30/3/1918 Moreuil Wood: Canadian cavalry stops the German advance #1918Live

Ludendorff has belatedly fixated on Amiens as a target for his spring offensive. If this railway hub falls then the Allies will not be able to sustain themselves in the Somme sector, which could lead to a general collapse. However German stormtrooper numbers have been depleted by the heavy fighting since the start of the battle, while the survivors are increasingly exhausted. Desperate resistance by the British and their French and Commonwealth allies is slowing the German advance to a crawl.

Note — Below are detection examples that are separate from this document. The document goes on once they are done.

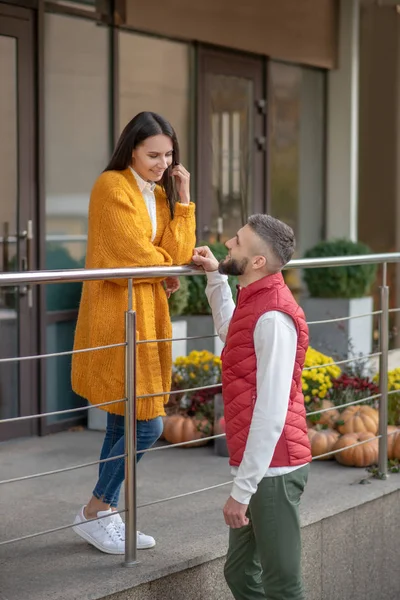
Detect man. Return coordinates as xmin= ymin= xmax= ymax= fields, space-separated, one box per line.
xmin=193 ymin=215 xmax=311 ymax=600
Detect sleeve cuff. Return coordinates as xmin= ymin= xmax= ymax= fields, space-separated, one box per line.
xmin=231 ymin=482 xmax=252 ymax=504
xmin=175 ymin=202 xmax=196 ymax=217
xmin=206 ymin=269 xmax=228 ymax=283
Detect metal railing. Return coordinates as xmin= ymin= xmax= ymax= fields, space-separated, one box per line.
xmin=0 ymin=253 xmax=400 ymax=566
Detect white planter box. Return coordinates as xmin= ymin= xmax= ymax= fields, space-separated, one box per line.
xmin=301 ymin=297 xmax=373 ymax=358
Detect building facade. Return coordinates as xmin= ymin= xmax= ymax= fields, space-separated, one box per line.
xmin=0 ymin=0 xmax=400 ymax=439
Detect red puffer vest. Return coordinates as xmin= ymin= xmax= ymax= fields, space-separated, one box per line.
xmin=222 ymin=273 xmax=311 ymax=468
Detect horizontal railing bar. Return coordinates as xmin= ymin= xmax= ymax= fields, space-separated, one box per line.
xmin=0 ymin=342 xmax=126 ymax=363
xmin=0 ymin=398 xmax=126 ymax=425
xmin=303 ymin=352 xmax=381 ymax=371
xmin=140 ymin=433 xmax=226 ymax=454
xmin=307 ymin=310 xmax=382 ymax=325
xmin=136 ymin=333 xmax=218 ymax=344
xmin=136 ymin=481 xmax=232 ymax=508
xmin=0 ymin=234 xmax=87 ymax=244
xmin=0 ymin=509 xmax=126 ymax=546
xmin=137 ymin=383 xmax=222 ymax=400
xmin=0 ymin=252 xmax=400 ymax=286
xmin=306 ymin=394 xmax=382 ymax=417
xmin=0 ymin=266 xmax=205 ymax=287
xmin=0 ymin=454 xmax=126 ymax=485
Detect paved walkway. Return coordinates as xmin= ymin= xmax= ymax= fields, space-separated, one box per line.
xmin=0 ymin=431 xmax=400 ymax=600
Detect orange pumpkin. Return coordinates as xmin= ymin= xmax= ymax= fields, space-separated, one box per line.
xmin=332 ymin=431 xmax=378 ymax=467
xmin=308 ymin=428 xmax=339 ymax=460
xmin=164 ymin=415 xmax=213 ymax=448
xmin=307 ymin=400 xmax=340 ymax=427
xmin=388 ymin=425 xmax=400 ymax=460
xmin=338 ymin=406 xmax=379 ymax=435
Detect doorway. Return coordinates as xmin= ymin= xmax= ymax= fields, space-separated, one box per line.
xmin=0 ymin=3 xmax=37 ymax=441
xmin=197 ymin=47 xmax=267 ymax=243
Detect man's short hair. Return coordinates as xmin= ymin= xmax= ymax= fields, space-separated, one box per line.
xmin=248 ymin=214 xmax=296 ymax=268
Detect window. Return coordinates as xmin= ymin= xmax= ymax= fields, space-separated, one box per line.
xmin=268 ymin=61 xmax=325 ymax=256
xmin=45 ymin=14 xmax=110 ymax=311
xmin=45 ymin=14 xmax=110 ymax=424
xmin=119 ymin=32 xmax=190 ymax=167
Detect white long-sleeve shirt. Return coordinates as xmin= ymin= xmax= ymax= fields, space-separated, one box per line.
xmin=206 ymin=271 xmax=303 ymax=504
xmin=129 ymin=167 xmax=157 ymax=242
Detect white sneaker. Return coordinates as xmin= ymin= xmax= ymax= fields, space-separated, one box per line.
xmin=72 ymin=506 xmax=125 ymax=554
xmin=113 ymin=513 xmax=156 ymax=550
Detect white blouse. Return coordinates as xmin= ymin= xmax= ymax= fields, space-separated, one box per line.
xmin=129 ymin=167 xmax=157 ymax=242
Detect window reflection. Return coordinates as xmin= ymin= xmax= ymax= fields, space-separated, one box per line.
xmin=119 ymin=31 xmax=190 ymax=166
xmin=269 ymin=61 xmax=325 ymax=256
xmin=207 ymin=74 xmax=253 ymax=242
xmin=45 ymin=14 xmax=109 ymax=311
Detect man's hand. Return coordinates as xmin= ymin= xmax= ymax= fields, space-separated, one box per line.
xmin=164 ymin=277 xmax=181 ymax=298
xmin=192 ymin=246 xmax=219 ymax=272
xmin=224 ymin=496 xmax=249 ymax=529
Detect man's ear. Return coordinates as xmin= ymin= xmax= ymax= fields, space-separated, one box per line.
xmin=253 ymin=255 xmax=267 ymax=269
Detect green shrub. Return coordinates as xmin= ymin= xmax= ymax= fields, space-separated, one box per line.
xmin=184 ymin=242 xmax=237 ymax=315
xmin=304 ymin=239 xmax=377 ymax=298
xmin=168 ymin=277 xmax=189 ymax=317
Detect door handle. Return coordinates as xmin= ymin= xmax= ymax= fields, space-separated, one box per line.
xmin=19 ymin=220 xmax=33 ymax=308
xmin=3 ymin=221 xmax=10 ymax=273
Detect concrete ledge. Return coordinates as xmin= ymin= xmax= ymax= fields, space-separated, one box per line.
xmin=0 ymin=431 xmax=400 ymax=600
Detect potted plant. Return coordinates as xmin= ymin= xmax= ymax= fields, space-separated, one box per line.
xmin=301 ymin=239 xmax=376 ymax=358
xmin=164 ymin=350 xmax=221 ymax=447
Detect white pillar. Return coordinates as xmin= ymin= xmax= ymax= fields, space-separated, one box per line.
xmin=326 ymin=0 xmax=360 ymax=240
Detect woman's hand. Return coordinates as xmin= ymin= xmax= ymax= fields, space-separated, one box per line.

The village of Villers-Bretonneux commands the approaches to Amiens. If the Germans take here they will be able to shell Amiens. But for now they are unable to dislodge the Allies. Meanwhile at the Moreuil Woods a bizarre episode takes place. German troops have occupied the woods, overlooking the Amiens-Paris railway, but now Canadian cavalry units are ordered forward against them. Machine guns and barbed wire have rendered cavalry obsolete on the Western Front, but somehow in confused fighting the Canadians push back the the Germans, breaking the momentum of their attack in this sector. At the end of the charge the scene in woods is horrific, a landscape of dead and broken men and horses.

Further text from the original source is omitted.